苦い文学

排便なき未来

「ヒトの意識は大便によって形成された」との自説を語った博士は、聴衆に向かって、「実は、今、ヒトの意識と大便の関係が危機を迎えているのです」とさらなる驚愕の事実を明かした。

「トイレの自動水洗機能によって、私たちの大便が勝手に流されているということはお話ししました。もしトイレが今後さらに進化するとしたらどうなるでしょうか」 博士が会場を見回すと、誰かが「なくなる!」と叫んだ。

「そうです! 私たちは自分の大便をまったく見ることがなくなるでしょう。私たちが大便を見る前に、トイレが自動で流してしまうのです。しかし、と異論を唱える方もおられることでしょう。私たちには自分の大便を見る権利があるはずだ、と。例えば、健康状態を判断するのに、自分の大便を見るのは大切なことです。
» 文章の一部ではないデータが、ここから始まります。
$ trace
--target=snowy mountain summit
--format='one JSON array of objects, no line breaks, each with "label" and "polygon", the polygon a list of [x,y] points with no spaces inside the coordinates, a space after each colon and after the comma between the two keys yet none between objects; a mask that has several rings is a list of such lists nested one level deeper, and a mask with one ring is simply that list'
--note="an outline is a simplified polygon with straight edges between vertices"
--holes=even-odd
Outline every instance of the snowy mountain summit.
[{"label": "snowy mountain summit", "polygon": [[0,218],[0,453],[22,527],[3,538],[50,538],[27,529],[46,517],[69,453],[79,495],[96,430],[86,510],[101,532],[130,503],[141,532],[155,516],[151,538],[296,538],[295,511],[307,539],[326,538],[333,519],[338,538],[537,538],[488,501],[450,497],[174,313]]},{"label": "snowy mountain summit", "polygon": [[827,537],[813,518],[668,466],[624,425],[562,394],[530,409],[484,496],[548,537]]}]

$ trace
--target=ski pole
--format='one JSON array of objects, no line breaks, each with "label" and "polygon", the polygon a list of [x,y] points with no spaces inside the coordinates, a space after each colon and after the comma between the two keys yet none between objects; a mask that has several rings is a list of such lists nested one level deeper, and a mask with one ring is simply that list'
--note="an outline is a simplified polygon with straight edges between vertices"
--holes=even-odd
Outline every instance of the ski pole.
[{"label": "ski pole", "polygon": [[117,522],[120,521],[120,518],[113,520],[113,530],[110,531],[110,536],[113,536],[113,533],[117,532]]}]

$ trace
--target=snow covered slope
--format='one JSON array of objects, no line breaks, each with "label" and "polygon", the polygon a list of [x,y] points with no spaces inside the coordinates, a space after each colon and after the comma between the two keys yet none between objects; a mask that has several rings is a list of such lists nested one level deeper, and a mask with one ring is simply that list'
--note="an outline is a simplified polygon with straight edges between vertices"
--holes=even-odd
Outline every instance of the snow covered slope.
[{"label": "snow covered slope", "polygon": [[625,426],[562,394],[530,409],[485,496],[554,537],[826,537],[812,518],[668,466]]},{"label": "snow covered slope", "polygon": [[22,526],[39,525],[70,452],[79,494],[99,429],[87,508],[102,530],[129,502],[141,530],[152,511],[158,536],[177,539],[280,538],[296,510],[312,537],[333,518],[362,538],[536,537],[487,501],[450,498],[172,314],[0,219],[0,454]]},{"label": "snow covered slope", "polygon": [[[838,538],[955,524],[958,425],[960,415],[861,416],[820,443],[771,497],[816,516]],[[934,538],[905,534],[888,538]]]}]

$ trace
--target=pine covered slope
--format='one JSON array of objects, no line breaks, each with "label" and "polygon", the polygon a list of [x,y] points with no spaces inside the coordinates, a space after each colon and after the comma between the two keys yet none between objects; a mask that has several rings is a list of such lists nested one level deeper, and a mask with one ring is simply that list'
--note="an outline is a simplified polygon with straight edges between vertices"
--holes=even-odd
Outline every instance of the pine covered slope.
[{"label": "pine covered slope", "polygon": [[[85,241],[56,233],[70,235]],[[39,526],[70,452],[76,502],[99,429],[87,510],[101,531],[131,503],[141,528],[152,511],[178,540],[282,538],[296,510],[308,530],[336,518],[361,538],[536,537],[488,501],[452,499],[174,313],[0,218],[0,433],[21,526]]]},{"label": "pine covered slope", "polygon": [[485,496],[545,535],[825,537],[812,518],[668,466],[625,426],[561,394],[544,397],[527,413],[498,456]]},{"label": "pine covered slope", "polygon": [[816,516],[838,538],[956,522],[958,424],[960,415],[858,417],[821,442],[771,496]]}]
「ですが、もしもトイレがそれほどまでに進化したとするならば、便を医学的に検査する機能もまた便器に備わっていると考えるのが普通ではないでしょうか。そうです、私たちは自分の大便を確認する必要すらなくなるのです。なぜなら、高度に進化したトイレは、医者と区別がつかないからです!

「となると、私たちの生活から大便というものがますます切り離されていくということになります。いずれ、大便というものを見たことがない、という新たな世代も出現するに違いありません。そんなことあるものか、とお思いになる方は、ちょっと考えてみてください。現代の私たちもまた死や血から注意深く切り離されているではありませんか。それと同じことが、大便にも生じるのです。
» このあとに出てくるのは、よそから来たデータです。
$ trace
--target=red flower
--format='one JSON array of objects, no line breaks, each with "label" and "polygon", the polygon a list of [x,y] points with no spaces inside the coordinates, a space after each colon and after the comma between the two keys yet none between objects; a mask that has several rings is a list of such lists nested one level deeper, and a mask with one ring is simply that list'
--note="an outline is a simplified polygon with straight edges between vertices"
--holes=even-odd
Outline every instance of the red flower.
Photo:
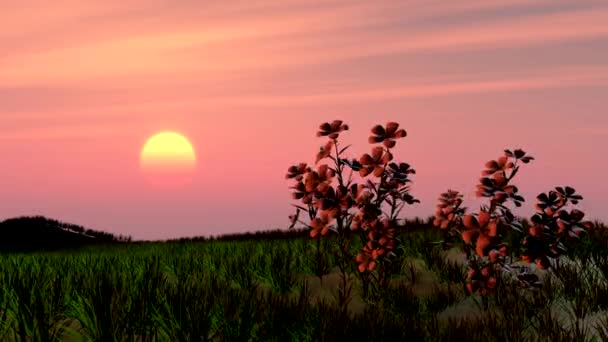
[{"label": "red flower", "polygon": [[509,163],[509,158],[507,156],[502,156],[498,158],[498,160],[490,160],[486,163],[486,169],[482,172],[484,176],[493,175],[498,171],[505,171],[507,169],[512,168],[513,163]]},{"label": "red flower", "polygon": [[295,179],[296,181],[301,181],[302,178],[304,178],[304,174],[306,174],[307,172],[312,171],[310,167],[308,167],[308,165],[306,165],[306,163],[300,163],[298,165],[293,165],[290,166],[287,169],[287,175],[285,176],[286,179]]},{"label": "red flower", "polygon": [[315,238],[319,235],[327,235],[329,232],[329,223],[332,219],[325,212],[321,212],[320,217],[314,218],[310,222],[310,227],[312,228],[310,231],[310,237]]},{"label": "red flower", "polygon": [[366,271],[372,272],[376,268],[376,265],[378,265],[378,263],[372,258],[372,249],[367,245],[357,254],[355,261],[357,264],[359,264],[357,269],[360,273]]},{"label": "red flower", "polygon": [[395,140],[407,135],[404,129],[399,129],[399,124],[396,122],[387,123],[386,128],[377,125],[372,128],[372,134],[369,137],[370,144],[384,143],[387,148],[395,147],[397,144]]},{"label": "red flower", "polygon": [[321,146],[319,148],[319,153],[317,153],[317,158],[315,163],[320,162],[321,160],[329,157],[331,155],[331,149],[334,146],[333,140],[329,140],[325,146]]},{"label": "red flower", "polygon": [[291,189],[295,190],[292,194],[294,199],[302,200],[304,204],[312,203],[314,193],[306,190],[306,184],[299,182],[295,186],[292,186]]},{"label": "red flower", "polygon": [[348,131],[348,125],[344,124],[342,120],[334,120],[332,123],[325,122],[319,126],[318,137],[329,137],[330,139],[336,140],[340,136],[340,132]]},{"label": "red flower", "polygon": [[495,287],[496,287],[496,283],[497,283],[497,282],[496,282],[496,278],[494,278],[494,277],[490,277],[490,278],[488,278],[488,280],[486,281],[486,286],[487,286],[489,289],[493,289],[493,288],[495,288]]},{"label": "red flower", "polygon": [[451,223],[464,213],[462,195],[458,191],[448,190],[439,197],[439,204],[435,210],[433,225],[441,229],[447,229]]},{"label": "red flower", "polygon": [[373,173],[374,176],[380,177],[384,173],[384,167],[391,160],[393,160],[393,155],[385,151],[382,146],[374,147],[372,150],[372,154],[364,154],[359,162],[363,166],[359,171],[361,177],[366,177],[370,173]]},{"label": "red flower", "polygon": [[477,255],[483,257],[492,245],[492,238],[497,235],[498,222],[492,219],[489,212],[481,210],[477,217],[464,215],[462,224],[465,230],[462,232],[462,239],[465,243],[471,243],[475,238],[475,251]]}]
「さて、高度なトイレにはいったいなにが不可欠でしょうか。そうです、AI です。実はこの AI こそが、私たちと便との固い紐帯を切断する張本人なのです。AI が私たちから大便を奪う、そう言っていいでしょう。

「ヒトの意識は大便と一致する、と私は申し上げました。もしも、近い将来、私たちから、AI に大便が奪われたとしたら、いったいなにが起こるでしょうか。大便を失った私たちの意識はどのように変容するでしょうか。私にはどうも恐ろしい未来が待ち受けているようにしか思えません」

博士がこのように警鐘を鳴らして講演を締めくくったとき、会場には誰ひとり声を出すものはいなかった。便器がかくも恐ろしい企みを抱いているとは、誰も思いもしなかったのだ。だがそのとき、聴衆のひとりが急に手を上げた。博士が指名すると、質問者は立ち上がった。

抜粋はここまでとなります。